If the player fails to launch the required number of rockets before time runs out, the game ends and the player receives points for any unused coins.

===Arcade Mode===
Arcade Mode has no timer and begins with an empty grid, into which tiles fall one at a time. The player can slide tiles left and right in addition to rotating them, but must prevent the tiles from stacking up to the top edge. If any column fills completely and the player fails to make room for the next incoming tile above it, the game ends.

===Strategy Mode===
Strategy Mode has no timer or coins and begins with a full grid of fuse tiles. The player is given a limited number of matches at the outset, using one every time an unbroken left-to-right path is made.

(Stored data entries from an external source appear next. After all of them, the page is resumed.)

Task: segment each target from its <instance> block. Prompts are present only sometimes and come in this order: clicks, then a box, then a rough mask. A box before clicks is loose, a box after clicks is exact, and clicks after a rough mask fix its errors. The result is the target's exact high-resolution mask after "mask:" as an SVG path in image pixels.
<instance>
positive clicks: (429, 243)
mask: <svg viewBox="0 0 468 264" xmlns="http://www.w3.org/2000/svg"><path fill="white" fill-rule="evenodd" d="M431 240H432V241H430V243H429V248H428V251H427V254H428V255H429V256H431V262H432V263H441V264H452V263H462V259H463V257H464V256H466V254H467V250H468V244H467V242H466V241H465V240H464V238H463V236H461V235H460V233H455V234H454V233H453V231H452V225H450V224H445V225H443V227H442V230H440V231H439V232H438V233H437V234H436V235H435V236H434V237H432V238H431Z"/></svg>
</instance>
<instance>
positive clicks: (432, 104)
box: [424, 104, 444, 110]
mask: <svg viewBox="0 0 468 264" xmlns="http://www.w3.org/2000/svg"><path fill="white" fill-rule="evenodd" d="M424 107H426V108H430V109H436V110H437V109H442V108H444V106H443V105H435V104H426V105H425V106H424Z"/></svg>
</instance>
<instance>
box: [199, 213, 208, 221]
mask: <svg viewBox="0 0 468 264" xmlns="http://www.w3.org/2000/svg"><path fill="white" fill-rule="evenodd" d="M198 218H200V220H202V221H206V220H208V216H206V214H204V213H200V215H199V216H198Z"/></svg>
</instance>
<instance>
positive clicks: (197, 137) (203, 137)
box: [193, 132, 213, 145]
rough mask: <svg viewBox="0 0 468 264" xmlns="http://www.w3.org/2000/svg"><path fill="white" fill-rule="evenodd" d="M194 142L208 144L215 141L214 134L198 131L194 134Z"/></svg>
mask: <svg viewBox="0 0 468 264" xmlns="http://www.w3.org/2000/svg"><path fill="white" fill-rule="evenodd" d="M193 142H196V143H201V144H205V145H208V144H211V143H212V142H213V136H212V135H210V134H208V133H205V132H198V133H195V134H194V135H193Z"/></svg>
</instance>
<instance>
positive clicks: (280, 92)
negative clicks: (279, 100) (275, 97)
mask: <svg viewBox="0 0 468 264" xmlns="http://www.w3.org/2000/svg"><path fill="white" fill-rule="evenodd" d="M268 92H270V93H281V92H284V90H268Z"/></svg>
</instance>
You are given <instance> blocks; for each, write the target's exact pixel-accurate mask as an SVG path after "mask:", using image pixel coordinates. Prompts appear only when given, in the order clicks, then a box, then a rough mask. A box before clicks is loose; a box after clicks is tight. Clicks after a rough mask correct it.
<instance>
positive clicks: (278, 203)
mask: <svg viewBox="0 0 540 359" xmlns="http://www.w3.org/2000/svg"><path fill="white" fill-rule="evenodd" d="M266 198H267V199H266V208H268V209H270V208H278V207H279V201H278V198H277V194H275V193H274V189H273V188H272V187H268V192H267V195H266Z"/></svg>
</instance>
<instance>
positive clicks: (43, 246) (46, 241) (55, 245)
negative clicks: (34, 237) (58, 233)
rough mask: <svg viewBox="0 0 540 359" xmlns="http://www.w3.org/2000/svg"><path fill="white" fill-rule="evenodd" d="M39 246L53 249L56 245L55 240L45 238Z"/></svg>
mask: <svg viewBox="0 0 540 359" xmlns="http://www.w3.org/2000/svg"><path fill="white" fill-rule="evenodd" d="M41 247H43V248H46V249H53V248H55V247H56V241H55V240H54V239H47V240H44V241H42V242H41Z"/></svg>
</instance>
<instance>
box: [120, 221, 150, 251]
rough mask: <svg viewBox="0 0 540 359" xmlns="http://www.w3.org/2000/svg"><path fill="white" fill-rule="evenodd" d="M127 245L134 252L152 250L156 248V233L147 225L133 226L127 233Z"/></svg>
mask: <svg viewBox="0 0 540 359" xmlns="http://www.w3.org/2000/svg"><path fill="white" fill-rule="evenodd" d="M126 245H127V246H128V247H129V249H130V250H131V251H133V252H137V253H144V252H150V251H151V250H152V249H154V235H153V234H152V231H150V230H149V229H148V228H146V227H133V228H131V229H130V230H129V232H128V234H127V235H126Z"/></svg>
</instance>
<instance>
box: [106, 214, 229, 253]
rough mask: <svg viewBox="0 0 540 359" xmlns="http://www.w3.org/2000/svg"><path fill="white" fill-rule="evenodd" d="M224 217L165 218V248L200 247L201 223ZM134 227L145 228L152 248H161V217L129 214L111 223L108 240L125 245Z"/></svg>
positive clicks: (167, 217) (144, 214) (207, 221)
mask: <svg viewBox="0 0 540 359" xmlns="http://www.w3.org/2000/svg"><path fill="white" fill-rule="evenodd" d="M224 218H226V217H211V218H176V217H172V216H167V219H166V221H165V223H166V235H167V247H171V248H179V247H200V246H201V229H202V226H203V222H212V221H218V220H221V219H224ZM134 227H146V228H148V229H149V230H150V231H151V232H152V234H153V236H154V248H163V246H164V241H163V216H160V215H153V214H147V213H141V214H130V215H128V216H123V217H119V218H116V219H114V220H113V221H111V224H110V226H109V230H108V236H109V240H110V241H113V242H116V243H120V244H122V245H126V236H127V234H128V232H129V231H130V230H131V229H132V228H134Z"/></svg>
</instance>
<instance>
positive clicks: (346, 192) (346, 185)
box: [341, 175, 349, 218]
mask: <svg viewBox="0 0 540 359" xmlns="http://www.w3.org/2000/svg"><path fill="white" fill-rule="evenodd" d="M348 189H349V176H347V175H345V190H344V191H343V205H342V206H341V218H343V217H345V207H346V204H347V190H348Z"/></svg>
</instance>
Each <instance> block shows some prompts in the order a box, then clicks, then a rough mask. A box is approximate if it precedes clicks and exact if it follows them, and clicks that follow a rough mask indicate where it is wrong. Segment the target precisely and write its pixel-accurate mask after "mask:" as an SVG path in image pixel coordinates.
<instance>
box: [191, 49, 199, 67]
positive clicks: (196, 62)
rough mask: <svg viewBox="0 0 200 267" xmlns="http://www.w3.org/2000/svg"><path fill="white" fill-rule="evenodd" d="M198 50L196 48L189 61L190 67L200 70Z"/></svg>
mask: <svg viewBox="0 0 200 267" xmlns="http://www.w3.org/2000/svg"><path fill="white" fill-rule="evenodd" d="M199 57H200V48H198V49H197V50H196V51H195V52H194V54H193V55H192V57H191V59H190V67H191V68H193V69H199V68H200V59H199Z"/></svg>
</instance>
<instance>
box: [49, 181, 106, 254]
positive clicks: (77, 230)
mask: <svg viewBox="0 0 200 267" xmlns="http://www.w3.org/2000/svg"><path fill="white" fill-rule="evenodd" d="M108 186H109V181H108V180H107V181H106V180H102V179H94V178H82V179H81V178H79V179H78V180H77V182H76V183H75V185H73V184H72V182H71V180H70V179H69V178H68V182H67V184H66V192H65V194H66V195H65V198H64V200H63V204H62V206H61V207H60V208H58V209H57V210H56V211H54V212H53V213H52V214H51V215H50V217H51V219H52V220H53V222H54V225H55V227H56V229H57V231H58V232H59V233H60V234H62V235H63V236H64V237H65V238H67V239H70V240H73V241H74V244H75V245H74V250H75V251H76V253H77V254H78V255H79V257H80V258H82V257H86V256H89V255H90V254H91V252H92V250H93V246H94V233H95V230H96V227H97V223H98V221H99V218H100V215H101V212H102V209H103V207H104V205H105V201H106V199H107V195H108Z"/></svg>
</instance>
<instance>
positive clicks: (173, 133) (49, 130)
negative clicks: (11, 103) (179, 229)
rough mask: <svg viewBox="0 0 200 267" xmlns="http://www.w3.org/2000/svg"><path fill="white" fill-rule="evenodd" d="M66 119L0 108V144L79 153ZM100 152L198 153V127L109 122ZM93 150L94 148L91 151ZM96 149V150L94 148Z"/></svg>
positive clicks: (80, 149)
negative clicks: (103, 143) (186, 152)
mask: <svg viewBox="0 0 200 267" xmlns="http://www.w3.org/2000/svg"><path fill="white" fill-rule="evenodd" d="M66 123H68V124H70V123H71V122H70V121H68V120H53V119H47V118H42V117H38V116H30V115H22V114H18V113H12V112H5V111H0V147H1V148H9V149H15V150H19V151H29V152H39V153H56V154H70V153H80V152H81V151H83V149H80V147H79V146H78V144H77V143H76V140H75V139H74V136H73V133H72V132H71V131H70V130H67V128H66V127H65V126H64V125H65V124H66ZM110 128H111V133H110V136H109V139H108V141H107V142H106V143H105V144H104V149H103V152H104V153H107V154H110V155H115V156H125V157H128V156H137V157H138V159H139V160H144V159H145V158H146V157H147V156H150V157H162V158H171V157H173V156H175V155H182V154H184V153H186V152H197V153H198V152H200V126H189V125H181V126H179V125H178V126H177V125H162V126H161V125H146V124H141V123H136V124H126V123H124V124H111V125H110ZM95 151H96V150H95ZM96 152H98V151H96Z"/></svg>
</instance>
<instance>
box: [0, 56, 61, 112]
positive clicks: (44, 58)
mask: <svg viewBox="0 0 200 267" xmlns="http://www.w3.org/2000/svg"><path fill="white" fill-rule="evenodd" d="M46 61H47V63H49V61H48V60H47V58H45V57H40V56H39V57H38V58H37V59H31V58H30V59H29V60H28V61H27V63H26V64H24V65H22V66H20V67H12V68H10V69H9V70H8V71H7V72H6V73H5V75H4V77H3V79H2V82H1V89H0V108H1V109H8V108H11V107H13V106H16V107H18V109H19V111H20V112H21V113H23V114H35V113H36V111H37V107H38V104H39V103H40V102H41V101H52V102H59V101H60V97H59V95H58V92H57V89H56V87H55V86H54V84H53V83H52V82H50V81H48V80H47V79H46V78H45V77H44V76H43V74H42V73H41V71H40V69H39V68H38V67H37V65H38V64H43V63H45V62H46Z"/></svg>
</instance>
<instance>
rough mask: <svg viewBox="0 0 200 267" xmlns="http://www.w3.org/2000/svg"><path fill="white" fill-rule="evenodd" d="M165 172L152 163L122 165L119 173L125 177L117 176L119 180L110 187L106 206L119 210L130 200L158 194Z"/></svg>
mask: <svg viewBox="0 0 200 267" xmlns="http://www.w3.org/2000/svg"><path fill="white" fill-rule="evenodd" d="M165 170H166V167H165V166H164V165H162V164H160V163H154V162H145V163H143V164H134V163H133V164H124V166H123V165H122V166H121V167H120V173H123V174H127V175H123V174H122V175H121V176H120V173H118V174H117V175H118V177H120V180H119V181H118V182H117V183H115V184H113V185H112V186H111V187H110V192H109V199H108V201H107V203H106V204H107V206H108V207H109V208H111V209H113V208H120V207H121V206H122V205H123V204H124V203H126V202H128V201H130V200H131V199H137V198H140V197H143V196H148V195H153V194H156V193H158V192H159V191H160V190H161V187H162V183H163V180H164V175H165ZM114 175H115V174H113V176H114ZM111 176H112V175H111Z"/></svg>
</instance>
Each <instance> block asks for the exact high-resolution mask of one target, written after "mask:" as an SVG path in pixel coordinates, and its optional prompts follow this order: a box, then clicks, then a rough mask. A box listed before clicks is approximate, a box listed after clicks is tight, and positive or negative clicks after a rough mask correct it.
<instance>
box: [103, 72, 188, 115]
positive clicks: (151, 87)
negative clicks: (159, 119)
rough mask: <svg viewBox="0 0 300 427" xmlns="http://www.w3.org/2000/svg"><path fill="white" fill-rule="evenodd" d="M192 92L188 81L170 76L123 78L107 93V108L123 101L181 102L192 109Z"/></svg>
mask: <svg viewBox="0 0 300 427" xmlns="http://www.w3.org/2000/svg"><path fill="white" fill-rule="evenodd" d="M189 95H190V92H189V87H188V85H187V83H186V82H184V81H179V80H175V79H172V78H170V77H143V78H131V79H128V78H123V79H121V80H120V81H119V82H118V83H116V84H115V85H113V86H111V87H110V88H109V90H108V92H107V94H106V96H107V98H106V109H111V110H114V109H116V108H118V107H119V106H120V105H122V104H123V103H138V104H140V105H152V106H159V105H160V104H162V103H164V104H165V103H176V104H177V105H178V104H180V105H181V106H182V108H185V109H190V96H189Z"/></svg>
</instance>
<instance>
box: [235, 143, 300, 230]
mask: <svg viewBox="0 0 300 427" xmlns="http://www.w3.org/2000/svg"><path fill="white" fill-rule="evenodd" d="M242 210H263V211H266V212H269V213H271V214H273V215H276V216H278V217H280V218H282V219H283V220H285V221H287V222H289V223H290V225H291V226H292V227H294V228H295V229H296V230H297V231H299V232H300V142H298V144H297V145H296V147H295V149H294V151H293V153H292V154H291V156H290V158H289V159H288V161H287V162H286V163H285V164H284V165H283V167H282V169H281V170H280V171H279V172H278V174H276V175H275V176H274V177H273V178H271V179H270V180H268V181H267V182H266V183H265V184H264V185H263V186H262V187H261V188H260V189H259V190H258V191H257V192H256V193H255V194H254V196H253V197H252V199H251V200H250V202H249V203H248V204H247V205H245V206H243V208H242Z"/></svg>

Additional matches fall onto the field after every launch of three or more rockets; once a match appears, the player must collect it within the next three launches before it vanishes. The game ends once all matches are used.

==Reception==
GameZone awarded the Windows version of the title a 9.2 (out of 10) and an "Editor's Choice" award, concluding that it is easy to pick up, addictive, and able to keep one entertained for hours. While the reviewer at GameZone enjoyed the way the difficulty level slowly ramped up, GameSpot felt that the game was a little too simple and that there wasn't any real challenge until the later levels. As such, GameSpot scored the title as only 6.7 (out of 10), although some positive aspects which were noted included an easy control scheme and a decent variety of modes.

The editors of Computer Gaming World nominated Rocket Mania for their 2003 "Puzzle Game of the Year" award, which ultimately went to Bookworm.